Chris had put me in touch with his cousin, Peter, who still farmed the land around Tregeare and Maisy dropped me off at the bottom of their farm track. Though not a man of many words, Peter was just as kindly as Chris and he and his wife Iris took me in for a cup of tea. As dairy farmers, they were rather flummoxed when I said I was lactose intolerant, offering me in vain a cup of milky tea, a cheese sandwich, cream of tomato soup and a slice of cake. Having exhausted all possibilities, all there was was a cup of black tea and a plain cream cracker (surprisingly they do not contain cream) and I apologised for being a useless guest.
Peter gave me a comprehensive tour of Tregeare that afternoon. He certainly knew it well, he’d lived there his whole life. We drove along the same wooded tracks where as a lad the old Mrs Lethbridge would pay him and Chris half a crown for every squirrel they shot and the field where the old major kept his horse. We drove past the handful of cottages that made up Tregeare and he recalled fondly “…old Bill Bluett, uncle Bill we called him, lived in that one…and that’s where they used to milk the cows by hand every morning…” and so on. The village’s past sprung vividly to life.
We got out to look around the graveyard of a small methodist chapel. Again Peter took me through the names and he explained nostalgically how as boys he and his brother would come and mow the grass here.
Across the graveyard, there was a small birdbath above a block of stone and an urn of interred ashes. Peter pulled back the encroaching grass to reveal the inscription. “This is my brother’s grave,” he told me quietly. He explained how growing up his brother had always yearned for the excitement of the city. As a young man, he’d finally left the farm and its steady routine, drawn instead to London and to Soho with its bright lights and thriving gay community. It could hardly have been more different from Tregeare which didn't even have a pub. I looked at the date on the stone, 1989, and my heart sank.
“He caught HIV and in them days there was nothing for that. He came back here towards the end and died back home at the farmhouse. The conservatory you saw, that’s to remember him.”
The rain was nearly horizontal and the trees were pulsing in the gale as we went to look at the house old Mrs Lethbridge and my forebears had lived in. It was a handsome place and we met the very friendly owners who showed me around.

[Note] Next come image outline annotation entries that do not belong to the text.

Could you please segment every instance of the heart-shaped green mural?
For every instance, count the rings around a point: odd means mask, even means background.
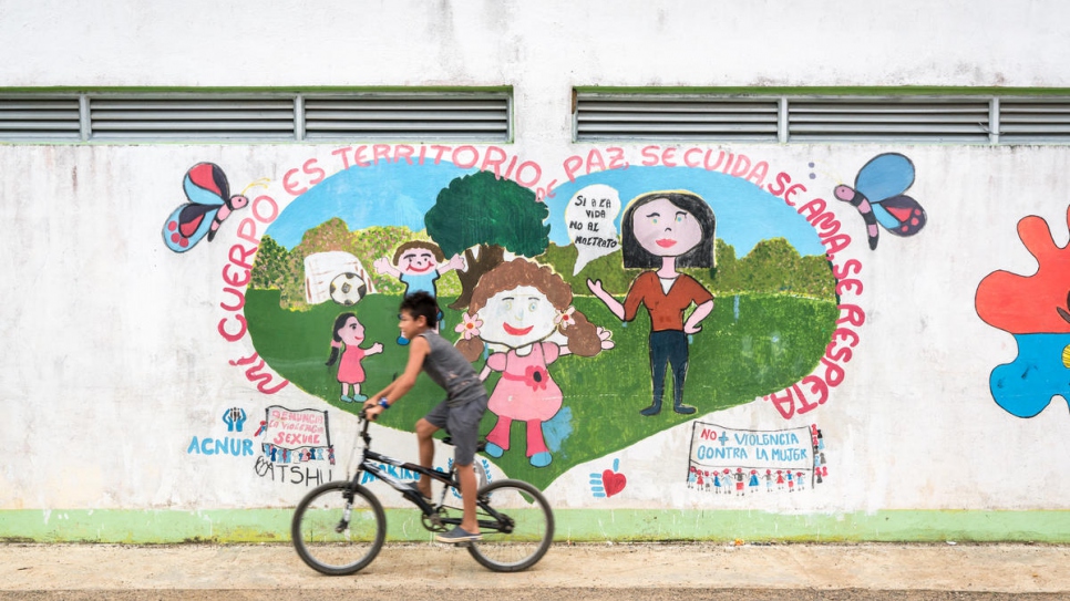
[[[795,209],[721,173],[629,167],[537,200],[485,172],[380,163],[286,207],[260,240],[245,317],[272,370],[356,413],[404,369],[402,294],[430,288],[440,332],[485,375],[488,458],[546,487],[811,373],[835,283]],[[381,423],[412,431],[443,396],[422,375]]]

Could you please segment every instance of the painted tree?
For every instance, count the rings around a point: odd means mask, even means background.
[[[549,216],[535,193],[490,172],[465,175],[443,188],[424,216],[428,235],[446,257],[464,252],[457,272],[461,296],[450,307],[464,309],[480,278],[504,261],[505,251],[534,257],[549,245]]]

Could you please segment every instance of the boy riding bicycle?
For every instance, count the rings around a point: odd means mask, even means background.
[[[464,355],[435,331],[439,304],[428,292],[415,292],[404,298],[399,308],[401,334],[410,340],[409,362],[405,371],[378,394],[364,402],[364,413],[374,421],[390,405],[405,395],[416,383],[423,370],[435,384],[446,391],[446,398],[431,413],[416,422],[416,441],[420,446],[420,465],[432,467],[434,460],[433,435],[443,427],[450,433],[454,445],[453,462],[461,483],[464,516],[453,530],[435,536],[440,542],[471,542],[481,540],[480,525],[475,517],[475,446],[480,435],[480,419],[486,411],[487,395],[483,382]],[[421,476],[416,485],[420,494],[431,497],[431,478]]]

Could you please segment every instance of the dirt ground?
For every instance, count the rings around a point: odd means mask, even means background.
[[[1070,547],[1035,545],[557,545],[490,572],[464,549],[388,545],[325,577],[288,545],[0,545],[6,599],[1070,599]]]

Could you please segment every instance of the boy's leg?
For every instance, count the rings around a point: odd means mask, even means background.
[[[431,413],[416,422],[416,445],[420,450],[420,465],[423,467],[430,469],[434,466],[434,433],[446,425],[447,415],[449,411],[446,410],[445,401],[443,401],[432,408]],[[416,487],[420,488],[421,495],[431,497],[430,476],[421,475]]]
[[[475,478],[475,447],[480,437],[480,418],[486,411],[486,396],[477,397],[460,406],[450,407],[450,436],[453,437],[453,464],[461,484],[461,501],[464,516],[460,527],[470,535],[480,533],[475,515],[475,497],[479,484]],[[440,539],[441,540],[441,539]]]
[[[480,533],[480,522],[475,517],[475,468],[472,464],[457,466],[457,479],[461,480],[461,505],[464,517],[461,518],[461,529],[473,535]]]

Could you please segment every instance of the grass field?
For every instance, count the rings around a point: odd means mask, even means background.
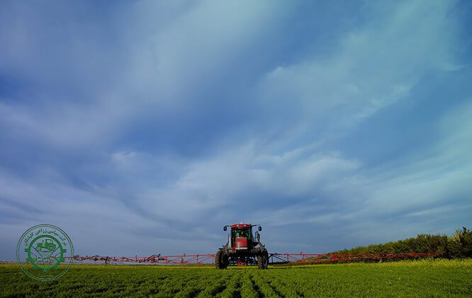
[[[472,297],[472,260],[272,266],[73,265],[39,282],[16,264],[0,265],[0,296],[297,297]]]

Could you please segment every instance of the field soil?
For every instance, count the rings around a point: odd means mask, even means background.
[[[236,267],[73,265],[50,282],[0,264],[0,297],[472,297],[472,260]]]

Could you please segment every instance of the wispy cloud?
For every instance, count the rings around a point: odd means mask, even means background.
[[[46,222],[131,255],[230,222],[316,252],[471,224],[466,4],[0,6],[11,247]]]

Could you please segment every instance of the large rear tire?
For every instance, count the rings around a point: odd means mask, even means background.
[[[225,263],[225,252],[220,249],[215,254],[215,268],[216,269],[225,269],[226,268],[226,264]]]
[[[257,256],[257,268],[259,269],[267,269],[269,265],[269,253],[264,250],[262,253]]]

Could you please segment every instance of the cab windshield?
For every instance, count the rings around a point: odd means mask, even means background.
[[[233,239],[236,237],[245,237],[248,239],[251,239],[251,233],[249,232],[249,229],[247,228],[232,229],[231,233],[232,234],[231,235],[231,238]]]

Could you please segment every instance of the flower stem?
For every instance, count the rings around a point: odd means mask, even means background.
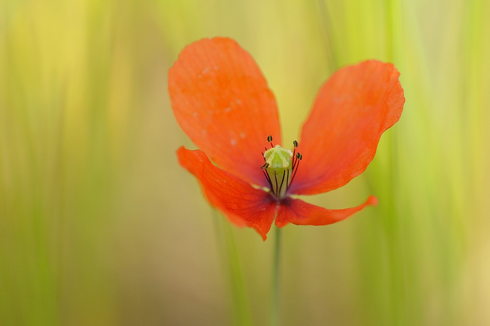
[[[274,244],[274,256],[272,257],[272,300],[270,305],[270,326],[279,325],[279,263],[281,253],[280,228],[274,226],[275,239]]]
[[[251,318],[233,228],[229,221],[218,211],[213,208],[212,212],[222,268],[228,281],[230,307],[234,316],[232,324],[250,326]]]

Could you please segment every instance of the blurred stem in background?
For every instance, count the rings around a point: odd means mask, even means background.
[[[1,1],[0,324],[222,325],[228,283],[234,321],[270,322],[273,242],[214,229],[174,155],[192,145],[168,68],[222,35],[257,61],[285,143],[341,66],[392,61],[405,92],[366,173],[308,199],[379,206],[283,230],[282,325],[490,325],[489,16],[483,0]]]
[[[270,326],[278,326],[280,325],[279,315],[279,298],[281,275],[281,238],[282,230],[281,228],[272,225],[275,230],[274,239],[274,251],[272,254],[272,275],[271,302],[270,304]]]

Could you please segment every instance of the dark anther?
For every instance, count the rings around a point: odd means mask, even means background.
[[[276,171],[275,171],[275,170],[274,170],[274,178],[275,179],[275,180],[276,180],[276,193],[275,193],[275,195],[276,195],[276,196],[277,197],[277,195],[279,195],[279,193],[277,192],[277,175],[276,174]]]
[[[289,174],[289,169],[287,169],[286,170],[288,170],[288,174]],[[283,184],[284,183],[284,177],[285,176],[286,176],[286,170],[285,170],[284,172],[282,173],[282,180],[281,181],[281,185],[279,186],[279,190],[277,191],[277,194],[278,195],[280,195],[281,194],[281,189],[282,189],[282,184]],[[287,186],[287,184],[288,184],[288,181],[287,180],[286,180],[286,186]]]
[[[291,182],[289,183],[290,184],[293,183],[293,180],[294,179],[294,177],[296,176],[296,172],[298,171],[298,166],[299,166],[299,161],[302,159],[303,155],[298,152],[296,153],[296,156],[294,157],[296,159],[293,162],[293,168],[291,169]]]

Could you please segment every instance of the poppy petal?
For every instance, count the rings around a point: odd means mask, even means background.
[[[281,144],[275,99],[252,56],[233,40],[203,39],[186,46],[169,71],[177,121],[217,164],[261,186],[267,137]]]
[[[318,92],[303,126],[303,155],[290,194],[343,186],[372,160],[381,134],[400,118],[405,97],[392,64],[371,60],[335,72]]]
[[[202,151],[177,150],[179,163],[199,180],[208,200],[238,226],[251,226],[265,240],[277,211],[269,194],[215,166]]]
[[[279,206],[275,224],[282,227],[288,223],[296,225],[326,225],[341,221],[368,205],[375,205],[378,199],[371,196],[362,205],[343,209],[327,209],[288,197]]]

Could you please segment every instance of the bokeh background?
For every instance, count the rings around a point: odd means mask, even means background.
[[[285,144],[321,83],[376,58],[406,103],[374,161],[306,200],[380,204],[283,233],[283,325],[490,325],[490,2],[3,0],[0,325],[265,325],[273,232],[230,226],[176,163],[167,72],[232,37]]]

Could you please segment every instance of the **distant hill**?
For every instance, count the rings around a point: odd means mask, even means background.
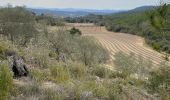
[[[106,14],[120,12],[116,10],[91,10],[91,9],[72,9],[72,8],[66,8],[66,9],[28,8],[28,9],[36,14],[47,13],[54,16],[62,16],[62,17],[80,17],[89,14],[106,15]]]
[[[143,11],[146,11],[146,10],[151,10],[151,9],[154,9],[156,6],[142,6],[142,7],[137,7],[135,9],[132,9],[130,11],[135,11],[135,12],[143,12]]]

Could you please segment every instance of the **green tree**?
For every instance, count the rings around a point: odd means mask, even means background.
[[[34,15],[24,7],[0,9],[0,34],[23,46],[38,33]]]
[[[12,75],[8,66],[0,65],[0,100],[7,100],[12,90]]]

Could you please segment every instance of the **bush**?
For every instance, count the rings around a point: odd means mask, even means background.
[[[73,27],[72,29],[69,30],[71,35],[81,35],[81,31],[79,29],[76,29],[75,27]]]
[[[22,46],[26,46],[38,33],[33,14],[24,7],[1,8],[0,22],[0,34]]]
[[[92,66],[98,63],[105,63],[109,59],[109,53],[94,38],[88,36],[74,36],[64,31],[53,33],[49,36],[52,48],[58,55],[64,55],[64,61],[72,60]]]
[[[9,93],[12,90],[12,75],[8,66],[0,65],[0,100],[7,100]]]
[[[67,83],[70,79],[70,73],[64,65],[50,67],[51,75],[56,83]]]
[[[73,78],[82,79],[87,76],[87,68],[82,64],[69,64],[68,68]]]
[[[98,76],[100,78],[105,78],[107,73],[107,69],[102,66],[96,66],[92,68],[92,75]]]
[[[148,91],[158,93],[163,100],[170,99],[170,66],[161,64],[157,71],[150,73],[147,83]]]

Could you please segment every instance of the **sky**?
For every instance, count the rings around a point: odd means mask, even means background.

It was gutted by a fire in the 80s so not much of the original remained.
There is something reverential about going back to where one’s ancestors used to live. It feels like it’s where you’re from, though of course we’re made up of many more places than one. We went to the tiny church up the road and I spotted some familiar forebears on a murky brass plaque and recalled what I could about their distant lives. I thought it funny how to most they’re just unknown names. The more imaginative may be inspired to dream up characters in their minds speculating on the lives they once lead, but I doubt many even notice the plaque. I doubt many even go into the tiny church.
Peter and I drove back through Tregeare together, through the trees, hedges and fields as they jostled for space, grown full of summer. It was wonderful to have him as a guide and through his deep connection to the place and his long memory, a fleeting bridge had stretched right back into the past. He dropped me on the main road and wet through from the rain, I caught another ride. In the excitement of a new conversation, Tregeare shrank quickly into the distance.